Der Oberste Gerichtshof verurteilte die Verantwortlichen der Reederei, Eigner Henrik Johansen, Direktor Ole B. Hansen und Kapitän Hugo Larsen zu sechs Monaten Gefängnis. Dies ist eine erhebliche Verschärfung des Urteils des schwedischen See- und Handelsgerichts vom Jahr zuvor , als die drei eine lediglich eine 40- bis 60-tägige Haftstrafe erhielten.
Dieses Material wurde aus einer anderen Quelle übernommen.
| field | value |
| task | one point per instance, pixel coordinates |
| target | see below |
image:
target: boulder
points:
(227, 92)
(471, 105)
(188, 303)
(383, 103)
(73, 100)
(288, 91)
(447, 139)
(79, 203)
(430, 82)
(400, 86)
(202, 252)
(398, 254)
Die „Scandinavian Star“ verließ Oslo am 6. April 1990 in Richtung Frederikshavn. Viele Passagiere haben anschließend nach dem Unglück schon von einem Chaos beim Check-in berichtet. Die Fähre hatte zuvor als Casino-Schiff gedient, und es waren noch Montagearbeiter an Bord, und viele Kabinen waren noch nicht fertig. Außerdem war innerhalb von 10 Tagen neues Personal ausgebildet worden. Die Besatzung setzte aus Seeleuten verschiedener Nationalitäten zusammen, die zum großen Teil di Sprachen der anderen kaum oder gar nicht verstanden. Feuerübungen wurden für die neue Mannschaft bis zum Tag des Unglücks noch nicht gehalten. Sie hatten die Tage und Nächte zuvor nur gearbeitet, um das Schiff seeklar zu machen. Deshalb legte die Fähre auch nicht wie vorgesehen um 19:30 Uhr, von seinem Liegeplatz ab sondern erst um 21:45 Uhr. An Bord der Fähre befanden sich 383 Passagiere, 99 Mann Besatzung und Kraftfahrzeuge.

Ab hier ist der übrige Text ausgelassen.